When Simon Bolivar was born in 1783, all of Spanish-speaking South America and Central America was ruled by Spain. In fact, Spain had been ruling there for almost 300 years.
By the time Bolivar died in 1830, all the Spanish-speaking nations of this region had won their independence. The man who was most responsible for the liberation of these countries was Bolivar. That’s why he is known as “the Liberator.”
In 1811, Bolivar took part in a revolution in Venezuela ‘that was put down by Spanish forces. Bolivar fled, but he soon led another revolution. This one was successful and brought independence to what are now Colombia, Venezuela, and Ecuador. For a time, these three countries formed a single nation, with Bolivar as its president. But the nation, Gran Colombia, broke up in 1830.

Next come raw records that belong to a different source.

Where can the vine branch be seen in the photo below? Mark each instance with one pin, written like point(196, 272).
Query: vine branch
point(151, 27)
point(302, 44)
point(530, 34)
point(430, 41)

During the next few years, the Liberator led a revolution that freed Peru from Spanish control. Part of Peru was separated from the rest of Peru and made an independent nation. This nation, proclaimed in 1825, took its name from the Liberator and became Bolivia.
Bolivar also gave his name to states in Colombia and Venezuela. The “dollar” of Venezuela is called the Bolivar in his honor. Can you think of another nation in South America that was named after a person? There’s only one: Colombia, named in honor of Christopher Columbus.